E se chiudere gli ospedali non basta, allora diventa necessario tagliare, e di parecchio, sul costo del lavoro, rinunciando a rimpiazzare medici e infermieri nel frattempo usciti dal mercato del lavoro. Secondo i dati del ministero dell’Economia, dal 2002 al 2019, passando attraverso 10 anni di commissariamento, il costo per il personale dipendente è passato dal 41 per cento di diciotto anni fa al 31 per cento dello scorso anno. Non solo, secondo il Rapporto sulla Sanità, tra il 2010 e il 2017, quindi solo prendendo in considerazione la gestione commissariale, la Calabria ha perso il 15 per cento del personale medico e tra il 13 e il 15 per cento del personale infermieristico- riabilitativo.

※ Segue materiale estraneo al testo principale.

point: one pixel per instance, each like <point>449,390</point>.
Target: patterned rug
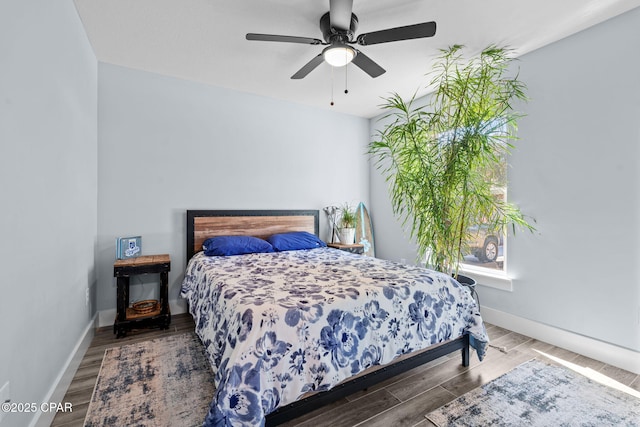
<point>537,394</point>
<point>162,382</point>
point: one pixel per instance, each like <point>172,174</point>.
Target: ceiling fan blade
<point>340,14</point>
<point>417,31</point>
<point>308,67</point>
<point>277,38</point>
<point>367,65</point>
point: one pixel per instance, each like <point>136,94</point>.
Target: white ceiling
<point>204,41</point>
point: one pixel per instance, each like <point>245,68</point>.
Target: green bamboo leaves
<point>444,160</point>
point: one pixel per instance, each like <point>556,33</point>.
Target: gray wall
<point>167,145</point>
<point>48,216</point>
<point>576,172</point>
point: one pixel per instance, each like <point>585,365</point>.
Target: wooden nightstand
<point>353,248</point>
<point>127,318</point>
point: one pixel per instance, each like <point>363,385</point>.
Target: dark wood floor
<point>401,401</point>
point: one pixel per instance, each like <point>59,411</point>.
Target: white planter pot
<point>347,235</point>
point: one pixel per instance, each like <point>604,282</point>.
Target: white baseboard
<point>611,354</point>
<point>107,317</point>
<point>64,378</point>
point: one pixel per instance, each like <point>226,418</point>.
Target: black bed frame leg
<point>465,355</point>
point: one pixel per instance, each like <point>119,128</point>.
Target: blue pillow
<point>294,241</point>
<point>235,245</point>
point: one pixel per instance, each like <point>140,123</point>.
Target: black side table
<point>127,318</point>
<point>353,248</point>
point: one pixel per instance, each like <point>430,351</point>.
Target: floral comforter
<point>278,325</point>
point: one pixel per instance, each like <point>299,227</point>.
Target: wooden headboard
<point>202,224</point>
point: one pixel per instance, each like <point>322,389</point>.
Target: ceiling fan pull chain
<point>332,86</point>
<point>345,79</point>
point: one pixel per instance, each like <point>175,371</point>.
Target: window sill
<point>488,278</point>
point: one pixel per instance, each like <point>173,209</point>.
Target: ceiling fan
<point>338,27</point>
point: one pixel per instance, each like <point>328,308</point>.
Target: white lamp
<point>338,55</point>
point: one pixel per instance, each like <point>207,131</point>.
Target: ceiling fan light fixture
<point>338,55</point>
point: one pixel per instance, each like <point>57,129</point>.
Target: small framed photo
<point>128,247</point>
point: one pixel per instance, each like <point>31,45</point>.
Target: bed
<point>288,331</point>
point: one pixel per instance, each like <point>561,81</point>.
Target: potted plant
<point>440,158</point>
<point>347,224</point>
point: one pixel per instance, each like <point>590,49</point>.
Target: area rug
<point>161,382</point>
<point>538,394</point>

E mentre il diritto alle cure scompare, proliferano interessi privati e criminali, in mezzo a nuovi buchi di Bilancio, che di anno in anno saltano fuori all’improvviso. Risultato: secondo la Corte dei Conti, «i servizi offerti continuano a restare su livelli inadeguati ( nella griglia Lea la Calabria è al penultimo posto in Italia) e, ciò nonostante si assiste dal punto di vista contabile a vistosi ritardi nei pagamenti e nei trasferimenti delle risorse», rileva Vincenzo Lo Presti, presidente della sezione di controllo regionale della Corte dei Conti nel giudizio di parifica del Rendiconto generale della Regione Calabria per il 2018. Che poi evidenzia «una vera e propria dispersione di risorse finanziarie che potrebbero essere indirizzare in modo più efficiente per il miglioramento dei servizi sanitari resi ai cittadini». Le uscite dalle casse pubbliche sembrano fuori controllo. «Solo nell’esercizio 2018, le Aziende Sanitarie Provinciali e le Aziende Ospedaliere hanno pagato, per interessi e spese legali, la considerevole somma di € 23.265.175 che costituisce chiaro indice delle inefficienze dell’Amministrazione», spiega ancora Lo Presti. In più, «è stata rilevata una evidente difficoltà nella riscossione delle entrate (tributarie ed extratributarie) che ha determinato, nel tempo, la formazione di ingenti residui attivi ( ossia, crediti non riscossi) che, oggi, spesso, risultano non più riscuotibili in quanto prescritti ovvero perché il debitore è divenuto insolvente».
Insomma, un sistema che sembra fare acqua da tutte le parti, che nemmeno la decennale gestione commissariale è riuscita a tamponare. Ma la colpa non può essere, come direbbe il presidente della commissione parlamentare Antimafi, Nicola Morra, dei cittadini calabresi, incapaci di selezionare la propria classe dirigente. Quei cittadini, abbiamo visto, sono due volte vittime di un’inefficenza amministrativa che può costare, e costa, quanto la vita di una persona. L’auspicio è che il nuovo commissario Guido Longo riesca nell’impresa finora mai riuscita a nessuno di coniugare la razionalizzazione e la lotta agli interessi criminali e privati con la tutela di un diritto negato sulla punta dello Stivale: quello a una Sanità decente.